Real Estate Analytics (REA) is on a mission to transform Asia’s property market. Founded in Singapore in 2019, the company operates in Australia, Hong Kong, and Malaysia, using advanced data science and machine learning to provide solutions for governments, financial institutions, developers, real estate professionals, and more.

But as their datasets grew - spanning over 200 columns and up to 20 million rows - REA’s MongoDB-based architecture struggled to keep up. Table refreshes took 30 minutes, and query performance lagged, making it hard to deliver real-time insights to customers.

At a February 2025 ClickHouse meetup in Singapore, REA’s Data Lead, Yi Sam Lee, shared how the team turned to ClickHouse to break through these bottlenecks. "ClickHouse saved us from quite a number of headaches" he says. "And to our pleasant surprise, we actually discovered it did more than what we needed".

MongoDB design limits

In early 2024, one of Sam's product managers came to him with a request. Instead of predefining columns for customer queries, the PM wanted REA's users to have control over which columns to query - meaning REA needed to make more than 200 columns available for slicing and dicing. The dataset, Sam says, was "a bit scary but manageable," ranging from 3 to 20 million rows. The bigger problem, he explains, was the frequency of updates.

"Out of the 200 columns available, we want to change some of them, and we need it pretty regularly" Sam recalls his PM saying. "That's when my nightmare started to take shape."

At the time, REA's architecture relied on MongoDB as its primary database. While it handled point searches well with indexes, it struggled with aggregations and large-scale updates. Worse, each additional index added roughly 10% to the refresh time. With a dataset as complex as REA's, a full table refresh took between 25 and 30 minutes - "clearly not acceptable" for a product marketed as interactive and frequently updated, Sam says.

Sam and his team had optimized the database as much as possible, working with MongoDB engineers to fine-tune performance. But no matter how much they tweaked it, the fundamental issue remained: performance tradeoffs were unavoidable. "If our PM got too creative, we'd be spending a lot of time waiting for table refreshes" Sam says.

50x faster with ClickHouse

In July of that year, Sam attended a ClickHouse meetup in Singapore. He wasn’t necessarily looking for a replacement database - just a way to make MongoDB better. But as he listened to other engineers discuss ClickHouse’s speed and efficiency for analytical workloads, he started to wonder if it could be the answer to his problem.

The numbers were compelling. ClickHouse was built for fast aggregations and large-scale analytics, with a columnar architecture optimized for high-dimensional data. Unlike MongoDB, where indexing came with tradeoffs, ClickHouse could handle massive datasets efficiently without the performance downgrades REA was struggling with.
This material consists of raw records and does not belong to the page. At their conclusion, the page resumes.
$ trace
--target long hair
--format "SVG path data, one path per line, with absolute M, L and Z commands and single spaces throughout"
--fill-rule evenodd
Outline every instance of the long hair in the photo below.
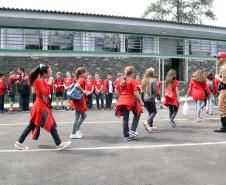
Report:
M 206 78 L 203 74 L 202 70 L 198 70 L 193 74 L 193 80 L 198 82 L 198 83 L 203 83 L 206 81 Z
M 36 68 L 34 68 L 30 73 L 29 73 L 29 80 L 30 80 L 30 85 L 34 83 L 34 81 L 38 78 L 39 75 L 43 75 L 45 73 L 48 73 L 49 66 L 40 64 Z
M 177 73 L 174 69 L 168 71 L 166 75 L 166 88 L 172 87 L 173 81 L 176 80 Z
M 76 71 L 75 71 L 75 77 L 76 80 L 79 79 L 79 77 L 81 76 L 81 74 L 86 73 L 87 69 L 85 67 L 79 67 Z
M 144 77 L 142 79 L 142 85 L 141 88 L 144 92 L 148 92 L 150 90 L 150 88 L 148 88 L 149 84 L 150 84 L 150 80 L 154 80 L 155 79 L 155 71 L 153 68 L 148 68 L 145 73 L 144 73 Z
M 123 81 L 120 83 L 121 88 L 124 88 L 126 86 L 127 77 L 132 76 L 134 72 L 135 72 L 135 68 L 133 66 L 125 67 Z

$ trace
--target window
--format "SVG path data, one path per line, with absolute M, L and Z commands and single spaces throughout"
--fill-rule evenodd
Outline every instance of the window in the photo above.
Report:
M 24 49 L 24 30 L 6 29 L 6 49 Z
M 164 54 L 184 54 L 184 39 L 160 38 L 159 51 Z
M 217 52 L 224 51 L 226 52 L 226 42 L 218 41 L 217 42 Z
M 209 40 L 195 40 L 189 41 L 189 54 L 198 56 L 211 55 L 211 41 Z
M 162 79 L 162 68 L 163 65 L 161 63 L 161 80 L 166 79 L 166 75 L 170 69 L 174 69 L 177 72 L 177 80 L 185 81 L 186 80 L 186 62 L 184 59 L 171 58 L 164 60 L 164 79 Z
M 48 49 L 49 50 L 73 50 L 73 32 L 68 31 L 49 31 Z
M 143 37 L 126 35 L 125 48 L 128 53 L 142 53 Z
M 143 37 L 143 53 L 154 53 L 153 37 Z
M 42 49 L 40 30 L 24 30 L 25 49 Z

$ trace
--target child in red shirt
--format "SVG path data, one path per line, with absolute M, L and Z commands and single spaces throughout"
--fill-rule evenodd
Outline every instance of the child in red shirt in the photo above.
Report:
M 88 74 L 88 76 L 87 76 L 86 91 L 88 93 L 87 106 L 89 109 L 92 109 L 93 108 L 93 91 L 94 91 L 94 82 L 92 80 L 92 74 Z
M 0 113 L 4 112 L 4 95 L 6 92 L 7 86 L 4 82 L 4 76 L 0 73 Z
M 137 91 L 136 80 L 133 79 L 134 67 L 127 66 L 125 68 L 125 77 L 119 80 L 116 86 L 116 94 L 118 101 L 116 103 L 116 115 L 123 116 L 123 134 L 125 141 L 136 140 L 139 138 L 137 126 L 140 115 L 143 112 L 140 94 Z M 133 122 L 131 131 L 129 130 L 129 114 L 133 112 Z
M 211 92 L 207 86 L 206 78 L 201 70 L 196 71 L 189 85 L 189 89 L 185 98 L 192 94 L 193 100 L 196 102 L 196 122 L 201 121 L 202 104 L 206 99 L 206 93 L 210 96 Z
M 141 94 L 141 80 L 139 75 L 136 76 L 136 85 L 138 92 Z
M 112 98 L 114 93 L 114 84 L 112 81 L 112 75 L 108 74 L 107 79 L 104 81 L 104 92 L 106 97 L 106 109 L 111 110 Z
M 161 88 L 162 88 L 162 83 L 159 81 L 158 76 L 155 77 L 156 78 L 156 85 L 157 85 L 157 91 L 156 91 L 156 98 L 159 101 L 160 104 L 160 108 L 163 109 L 163 105 L 162 105 L 162 100 L 161 100 Z
M 73 100 L 70 101 L 71 107 L 74 109 L 74 121 L 73 121 L 73 129 L 70 138 L 71 139 L 81 139 L 83 138 L 83 134 L 80 131 L 80 127 L 82 123 L 86 119 L 86 110 L 87 110 L 87 103 L 86 103 L 86 96 L 89 95 L 89 93 L 85 90 L 86 89 L 86 77 L 87 77 L 87 70 L 85 67 L 79 67 L 75 71 L 76 75 L 76 87 L 78 88 L 82 93 L 83 97 L 81 100 Z
M 65 100 L 65 109 L 68 110 L 68 99 L 67 99 L 67 91 L 74 84 L 75 79 L 71 77 L 71 73 L 69 71 L 66 72 L 66 78 L 64 78 L 64 100 Z
M 176 127 L 174 119 L 179 109 L 179 82 L 176 80 L 176 71 L 171 69 L 168 71 L 166 76 L 166 93 L 165 93 L 165 106 L 169 107 L 169 123 L 171 127 Z M 169 92 L 172 93 L 169 96 Z M 167 95 L 168 94 L 168 95 Z
M 56 80 L 54 81 L 55 92 L 56 92 L 56 107 L 59 107 L 59 103 L 63 107 L 63 91 L 64 91 L 64 80 L 63 74 L 61 72 L 57 72 Z
M 95 96 L 97 102 L 97 109 L 104 109 L 104 97 L 103 97 L 103 80 L 100 79 L 100 75 L 98 73 L 95 74 L 94 88 L 95 88 Z M 101 100 L 101 107 L 100 107 Z

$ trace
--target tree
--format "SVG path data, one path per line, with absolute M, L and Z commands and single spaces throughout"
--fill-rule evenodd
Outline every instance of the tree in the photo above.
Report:
M 142 17 L 170 20 L 178 23 L 203 23 L 204 19 L 215 20 L 214 0 L 157 0 L 151 3 Z

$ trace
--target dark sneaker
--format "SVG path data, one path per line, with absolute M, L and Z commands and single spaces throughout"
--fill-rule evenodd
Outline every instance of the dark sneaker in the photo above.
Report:
M 24 145 L 23 143 L 19 143 L 19 141 L 17 141 L 14 144 L 15 148 L 19 149 L 19 150 L 29 150 L 29 147 Z
M 169 123 L 172 128 L 175 128 L 177 126 L 176 123 L 174 122 L 174 120 L 172 120 L 172 119 L 170 119 Z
Soon after that meetup, Sam and his team ran a proof of concept. Their first test was simple: could ClickHouse handle the same aggregation queries REA had optimized in MongoDB? The answer was a resounding yes. Queries that had taken several seconds in MongoDB ran 10 times faster in ClickHouse. But the real breakthrough came when they tested table refresh speeds. With MongoDB, a full refresh took up to half an hour. In ClickHouse, the same operation finished in under 30 seconds - a 50x improvement.

This meant REA no longer had to choose between performance and flexibility. Their PM could adjust the available columns as often as needed, and customers could explore the dataset dynamically without waiting for slow updates.

"ClickHouse was performant enough for us to keep our PM’s wishlist without breaking the system"

Yi Sam Lee, REA Data Lead

A more efficient pipeline

With their slicing and dicing challenges behind them, Sam and the REA team turned their attention to using ClickHouse to optimize data ingestion and transformation.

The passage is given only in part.